Германские коммунисты тоже не будут сидеть, сложа руки, и тут же сделают у себя
революцию. Поймают Гитлера и Геббельса, наденут на них наручники и повезут в
Варшаву, куда к этому времени уже успеют доскакать наши прославленные
военачальники. Затем непременно состоится ужин с русской водкой, баварским
пивом и черной икрой. После чего германские коммунисты отправятся к себе домой
завершать революцию, а красные маршалы, привязав как следует фашистских
главарей к седлам, на рысях отправятся в Москву.
Товарищ Сталин с трибуны мавзолея поздравит всех с одержанной победой и задаст
всем присутствующим вопрос: "Что будем делать с этими фашистскими
мерзавцами? Может быть, мы их прямо здесь, на Красной площади, повесим?"
Все согласятся с этим предложением. Из ворот Спасской башни тотчас выедет
специально оборудованный автомобиль, и оба главаря будут болтаться на виселице.

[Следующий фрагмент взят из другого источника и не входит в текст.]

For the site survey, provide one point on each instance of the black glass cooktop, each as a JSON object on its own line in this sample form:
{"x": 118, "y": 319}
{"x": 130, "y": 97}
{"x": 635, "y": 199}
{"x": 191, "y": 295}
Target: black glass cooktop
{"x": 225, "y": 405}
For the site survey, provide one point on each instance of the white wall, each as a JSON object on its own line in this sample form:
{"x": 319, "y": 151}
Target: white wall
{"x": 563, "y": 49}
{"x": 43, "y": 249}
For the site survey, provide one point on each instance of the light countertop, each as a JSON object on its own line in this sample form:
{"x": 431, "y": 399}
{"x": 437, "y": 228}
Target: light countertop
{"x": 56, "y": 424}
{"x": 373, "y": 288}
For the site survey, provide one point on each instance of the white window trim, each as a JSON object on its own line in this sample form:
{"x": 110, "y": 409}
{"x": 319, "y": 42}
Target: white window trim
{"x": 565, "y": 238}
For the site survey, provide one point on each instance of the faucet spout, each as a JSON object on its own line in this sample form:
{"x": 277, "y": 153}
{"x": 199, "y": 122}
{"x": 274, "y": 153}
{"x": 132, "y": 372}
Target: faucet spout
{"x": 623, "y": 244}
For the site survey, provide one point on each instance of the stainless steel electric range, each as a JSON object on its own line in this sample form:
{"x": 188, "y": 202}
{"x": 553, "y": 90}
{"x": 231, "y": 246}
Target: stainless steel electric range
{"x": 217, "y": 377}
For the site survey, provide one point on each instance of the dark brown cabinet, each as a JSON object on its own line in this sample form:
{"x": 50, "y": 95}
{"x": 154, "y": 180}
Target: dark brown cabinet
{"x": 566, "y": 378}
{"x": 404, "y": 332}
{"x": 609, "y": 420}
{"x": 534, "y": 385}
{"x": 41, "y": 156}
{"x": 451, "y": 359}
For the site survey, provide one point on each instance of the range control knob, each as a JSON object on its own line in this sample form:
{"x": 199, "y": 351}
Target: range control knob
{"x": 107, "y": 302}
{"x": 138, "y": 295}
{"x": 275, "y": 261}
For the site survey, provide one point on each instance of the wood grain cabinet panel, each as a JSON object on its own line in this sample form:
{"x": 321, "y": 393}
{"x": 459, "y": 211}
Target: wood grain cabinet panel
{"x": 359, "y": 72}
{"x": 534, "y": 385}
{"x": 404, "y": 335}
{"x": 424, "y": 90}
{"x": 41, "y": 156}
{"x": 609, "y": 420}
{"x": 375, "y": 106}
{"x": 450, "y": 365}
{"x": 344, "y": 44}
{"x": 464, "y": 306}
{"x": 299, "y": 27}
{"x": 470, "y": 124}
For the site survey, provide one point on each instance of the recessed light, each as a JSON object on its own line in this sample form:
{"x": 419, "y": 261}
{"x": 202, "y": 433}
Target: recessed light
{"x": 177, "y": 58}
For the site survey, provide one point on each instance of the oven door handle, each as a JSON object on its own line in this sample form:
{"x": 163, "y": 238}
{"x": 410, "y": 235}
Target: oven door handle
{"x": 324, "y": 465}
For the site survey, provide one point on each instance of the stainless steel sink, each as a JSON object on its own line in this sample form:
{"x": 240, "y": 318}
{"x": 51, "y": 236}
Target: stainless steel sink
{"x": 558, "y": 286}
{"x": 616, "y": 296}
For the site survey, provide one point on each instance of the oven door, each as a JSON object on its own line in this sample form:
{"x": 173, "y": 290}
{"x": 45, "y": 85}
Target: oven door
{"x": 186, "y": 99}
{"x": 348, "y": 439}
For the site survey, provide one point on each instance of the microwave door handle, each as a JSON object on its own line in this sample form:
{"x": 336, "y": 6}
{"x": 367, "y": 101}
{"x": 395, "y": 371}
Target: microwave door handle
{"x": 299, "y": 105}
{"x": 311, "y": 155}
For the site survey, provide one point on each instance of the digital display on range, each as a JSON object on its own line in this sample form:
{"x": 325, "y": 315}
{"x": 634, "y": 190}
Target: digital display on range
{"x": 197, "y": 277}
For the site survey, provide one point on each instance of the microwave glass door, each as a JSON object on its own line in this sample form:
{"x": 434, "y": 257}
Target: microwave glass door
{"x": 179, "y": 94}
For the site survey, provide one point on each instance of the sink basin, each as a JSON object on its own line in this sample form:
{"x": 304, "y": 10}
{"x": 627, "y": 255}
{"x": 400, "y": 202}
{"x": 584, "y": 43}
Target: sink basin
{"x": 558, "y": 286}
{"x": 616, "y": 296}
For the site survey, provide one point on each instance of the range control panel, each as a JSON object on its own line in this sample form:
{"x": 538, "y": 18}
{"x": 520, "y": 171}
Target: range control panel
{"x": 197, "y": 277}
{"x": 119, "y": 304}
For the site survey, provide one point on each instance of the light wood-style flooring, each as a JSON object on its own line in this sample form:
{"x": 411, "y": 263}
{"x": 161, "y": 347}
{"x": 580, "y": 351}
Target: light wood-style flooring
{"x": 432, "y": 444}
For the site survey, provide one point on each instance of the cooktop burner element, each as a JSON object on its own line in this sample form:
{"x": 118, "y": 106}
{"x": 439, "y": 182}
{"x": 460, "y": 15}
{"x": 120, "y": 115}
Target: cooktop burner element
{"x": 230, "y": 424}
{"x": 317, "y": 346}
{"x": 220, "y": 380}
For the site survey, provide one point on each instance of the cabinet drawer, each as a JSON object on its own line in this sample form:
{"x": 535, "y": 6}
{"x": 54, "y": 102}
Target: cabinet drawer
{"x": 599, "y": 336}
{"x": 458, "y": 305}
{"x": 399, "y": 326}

Но на деле все обернулось совсем иначе. И в первый день войны, и в последующие
Ворошилов и Буденный продолжали сидеть за кремлевскими стенами и вскакивать на
коней почему-то не спешили. А "тарелка" с первого дня войны начала
говорить о "превосходящих силах противника" на минском и других
направлениях. И уже спустя несколько дней эти превосходящие силы вынудили наши
доблестные войска оставить Минск. Такой ход развития военного конфликта никак
не укладывался в наше еще мальчишеское сознание.

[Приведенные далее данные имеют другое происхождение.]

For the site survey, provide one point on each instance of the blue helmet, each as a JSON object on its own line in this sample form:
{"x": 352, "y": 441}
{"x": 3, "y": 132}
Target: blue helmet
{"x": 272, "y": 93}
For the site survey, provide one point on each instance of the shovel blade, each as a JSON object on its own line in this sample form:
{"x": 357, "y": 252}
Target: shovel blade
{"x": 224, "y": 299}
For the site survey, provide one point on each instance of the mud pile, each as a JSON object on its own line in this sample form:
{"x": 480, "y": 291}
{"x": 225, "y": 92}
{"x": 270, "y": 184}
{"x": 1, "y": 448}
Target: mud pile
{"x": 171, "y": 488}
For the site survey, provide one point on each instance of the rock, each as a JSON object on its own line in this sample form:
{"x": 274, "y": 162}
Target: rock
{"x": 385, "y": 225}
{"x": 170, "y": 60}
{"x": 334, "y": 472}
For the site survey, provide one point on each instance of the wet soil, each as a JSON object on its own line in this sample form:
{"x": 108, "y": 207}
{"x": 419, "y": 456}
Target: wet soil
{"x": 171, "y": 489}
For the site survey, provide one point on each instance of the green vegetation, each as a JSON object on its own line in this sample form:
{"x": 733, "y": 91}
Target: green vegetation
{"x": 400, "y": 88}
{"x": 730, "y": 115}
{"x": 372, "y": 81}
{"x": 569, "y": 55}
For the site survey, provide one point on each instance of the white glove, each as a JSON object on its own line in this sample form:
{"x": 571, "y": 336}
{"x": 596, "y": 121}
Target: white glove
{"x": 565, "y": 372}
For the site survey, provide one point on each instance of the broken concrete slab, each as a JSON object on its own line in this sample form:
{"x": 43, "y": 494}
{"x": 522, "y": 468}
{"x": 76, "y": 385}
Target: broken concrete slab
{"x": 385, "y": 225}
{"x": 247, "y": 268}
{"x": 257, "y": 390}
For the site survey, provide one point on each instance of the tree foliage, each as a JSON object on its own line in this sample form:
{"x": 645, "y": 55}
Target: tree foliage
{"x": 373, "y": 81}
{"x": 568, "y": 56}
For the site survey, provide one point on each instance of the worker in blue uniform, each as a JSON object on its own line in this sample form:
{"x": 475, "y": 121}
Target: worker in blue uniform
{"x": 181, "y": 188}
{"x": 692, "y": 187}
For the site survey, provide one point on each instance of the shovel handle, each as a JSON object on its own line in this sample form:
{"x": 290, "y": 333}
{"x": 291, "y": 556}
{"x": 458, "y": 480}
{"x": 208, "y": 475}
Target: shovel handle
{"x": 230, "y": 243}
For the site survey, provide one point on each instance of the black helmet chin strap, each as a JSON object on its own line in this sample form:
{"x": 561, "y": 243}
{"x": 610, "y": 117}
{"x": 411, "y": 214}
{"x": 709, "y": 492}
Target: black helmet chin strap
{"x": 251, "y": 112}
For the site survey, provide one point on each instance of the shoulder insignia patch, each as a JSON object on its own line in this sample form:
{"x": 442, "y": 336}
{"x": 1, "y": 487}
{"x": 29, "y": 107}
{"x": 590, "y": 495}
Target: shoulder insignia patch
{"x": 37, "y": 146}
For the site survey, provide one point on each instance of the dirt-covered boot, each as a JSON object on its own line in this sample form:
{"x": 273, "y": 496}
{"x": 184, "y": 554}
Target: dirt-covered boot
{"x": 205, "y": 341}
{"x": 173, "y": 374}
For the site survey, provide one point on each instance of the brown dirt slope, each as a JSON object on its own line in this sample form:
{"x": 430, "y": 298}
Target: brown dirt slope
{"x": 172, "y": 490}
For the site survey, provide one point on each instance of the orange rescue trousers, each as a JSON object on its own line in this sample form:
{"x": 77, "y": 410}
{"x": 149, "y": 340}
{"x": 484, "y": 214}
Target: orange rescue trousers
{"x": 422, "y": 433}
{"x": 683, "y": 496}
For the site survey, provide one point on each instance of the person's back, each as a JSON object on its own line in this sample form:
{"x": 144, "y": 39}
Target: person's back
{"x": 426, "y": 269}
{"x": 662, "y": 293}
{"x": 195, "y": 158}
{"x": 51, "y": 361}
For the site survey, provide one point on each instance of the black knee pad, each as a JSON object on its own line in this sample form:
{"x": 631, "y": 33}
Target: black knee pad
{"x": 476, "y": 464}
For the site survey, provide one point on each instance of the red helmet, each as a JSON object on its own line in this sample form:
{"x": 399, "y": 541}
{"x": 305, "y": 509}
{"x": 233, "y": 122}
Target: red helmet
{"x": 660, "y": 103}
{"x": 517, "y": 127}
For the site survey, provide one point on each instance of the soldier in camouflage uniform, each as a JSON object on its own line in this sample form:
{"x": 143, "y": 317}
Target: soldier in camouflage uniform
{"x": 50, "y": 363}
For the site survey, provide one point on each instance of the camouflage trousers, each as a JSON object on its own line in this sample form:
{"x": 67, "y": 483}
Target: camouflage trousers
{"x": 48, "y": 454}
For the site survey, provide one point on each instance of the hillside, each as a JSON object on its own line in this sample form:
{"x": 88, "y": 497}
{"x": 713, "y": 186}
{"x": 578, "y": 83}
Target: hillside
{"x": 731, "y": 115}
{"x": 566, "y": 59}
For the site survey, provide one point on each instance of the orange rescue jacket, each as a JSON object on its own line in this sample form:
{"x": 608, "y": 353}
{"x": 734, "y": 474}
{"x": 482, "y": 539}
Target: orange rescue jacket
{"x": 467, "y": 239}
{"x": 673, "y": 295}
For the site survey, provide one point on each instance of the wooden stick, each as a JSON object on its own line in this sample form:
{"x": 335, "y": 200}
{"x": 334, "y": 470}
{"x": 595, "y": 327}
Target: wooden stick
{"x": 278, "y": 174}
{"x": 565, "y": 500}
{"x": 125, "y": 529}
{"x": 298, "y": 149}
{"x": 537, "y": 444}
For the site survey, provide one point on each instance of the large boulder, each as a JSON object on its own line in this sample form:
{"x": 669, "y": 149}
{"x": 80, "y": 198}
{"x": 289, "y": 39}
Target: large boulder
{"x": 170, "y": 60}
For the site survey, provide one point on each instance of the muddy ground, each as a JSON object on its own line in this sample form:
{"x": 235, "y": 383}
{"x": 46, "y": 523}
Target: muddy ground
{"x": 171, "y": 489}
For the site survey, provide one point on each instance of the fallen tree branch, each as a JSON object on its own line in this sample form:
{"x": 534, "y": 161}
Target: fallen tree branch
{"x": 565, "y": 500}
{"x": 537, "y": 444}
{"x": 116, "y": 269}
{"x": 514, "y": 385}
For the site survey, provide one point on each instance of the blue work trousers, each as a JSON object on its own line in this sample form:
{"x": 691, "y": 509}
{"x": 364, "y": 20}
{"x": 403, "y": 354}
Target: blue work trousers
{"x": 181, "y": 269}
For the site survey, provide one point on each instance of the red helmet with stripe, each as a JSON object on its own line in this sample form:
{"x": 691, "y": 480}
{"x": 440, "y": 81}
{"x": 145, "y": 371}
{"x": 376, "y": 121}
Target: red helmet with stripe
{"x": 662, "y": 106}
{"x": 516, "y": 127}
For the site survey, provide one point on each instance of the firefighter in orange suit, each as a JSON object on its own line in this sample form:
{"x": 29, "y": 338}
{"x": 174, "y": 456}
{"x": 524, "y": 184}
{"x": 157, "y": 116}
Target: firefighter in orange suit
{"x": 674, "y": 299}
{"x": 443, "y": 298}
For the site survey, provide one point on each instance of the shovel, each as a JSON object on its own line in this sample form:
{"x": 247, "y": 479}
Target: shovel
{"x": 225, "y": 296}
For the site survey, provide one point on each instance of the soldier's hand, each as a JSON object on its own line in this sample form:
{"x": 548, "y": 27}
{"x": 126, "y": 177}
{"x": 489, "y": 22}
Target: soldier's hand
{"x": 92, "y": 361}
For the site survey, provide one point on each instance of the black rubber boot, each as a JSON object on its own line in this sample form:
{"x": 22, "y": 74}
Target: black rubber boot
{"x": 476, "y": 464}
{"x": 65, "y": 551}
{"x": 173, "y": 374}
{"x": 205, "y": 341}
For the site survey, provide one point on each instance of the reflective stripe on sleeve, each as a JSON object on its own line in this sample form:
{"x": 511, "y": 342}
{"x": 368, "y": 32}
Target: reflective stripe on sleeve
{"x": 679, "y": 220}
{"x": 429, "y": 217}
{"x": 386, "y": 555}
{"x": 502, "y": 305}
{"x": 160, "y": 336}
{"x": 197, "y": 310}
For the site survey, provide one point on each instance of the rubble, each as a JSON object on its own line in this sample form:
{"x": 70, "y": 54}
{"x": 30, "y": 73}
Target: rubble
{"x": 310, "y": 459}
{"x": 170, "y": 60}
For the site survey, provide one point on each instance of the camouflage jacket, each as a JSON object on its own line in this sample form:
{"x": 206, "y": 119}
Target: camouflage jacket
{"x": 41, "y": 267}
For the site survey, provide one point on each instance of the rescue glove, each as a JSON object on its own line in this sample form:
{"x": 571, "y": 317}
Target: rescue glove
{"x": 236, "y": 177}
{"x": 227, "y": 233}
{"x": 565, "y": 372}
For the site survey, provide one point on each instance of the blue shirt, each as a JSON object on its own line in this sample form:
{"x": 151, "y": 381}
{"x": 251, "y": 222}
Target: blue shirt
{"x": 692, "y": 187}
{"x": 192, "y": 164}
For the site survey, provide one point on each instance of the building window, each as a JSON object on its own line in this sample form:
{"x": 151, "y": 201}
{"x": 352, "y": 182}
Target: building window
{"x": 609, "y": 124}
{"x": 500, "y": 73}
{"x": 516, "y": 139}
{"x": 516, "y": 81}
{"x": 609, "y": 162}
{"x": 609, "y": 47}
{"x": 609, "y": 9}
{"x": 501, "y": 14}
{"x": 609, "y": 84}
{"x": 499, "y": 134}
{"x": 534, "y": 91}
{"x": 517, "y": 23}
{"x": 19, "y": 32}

Но долго у черных "тарелок" сидеть нам не пришлось. 26 июня всю
мужскую половину десятого класса вызвали в райком комсомола и объявили, что мы
к восьми часам вечера должны прибыть на Киевский вокзал с харчем на три дня.
Проведя ночь на штабелях сосновых досок, сложенных вдоль запасных путей
вокзала, утром погрузились в "панские вагоны" и отбыли в сторону
Малоярославца. Вагоны "панскими" мы окрестили потому, что они ранее
использовались на польских железных дорогах, были трехосными и каждое купе
имело свой выход. Куда и зачем нас везут, мы не знали. Это была государственная
тайна.
Уже после Малоярославца, где-то в 120 км от Москвы, мы стали ощущать дыхание
войны. Нам встречались паровозы с отбитыми трубами и пробитыми тендерами,
наскоро заделанными деревянными пробками. Вид таких паровозов сильно напоминал
раненых солдат в составах, которые они часто тащили за собой.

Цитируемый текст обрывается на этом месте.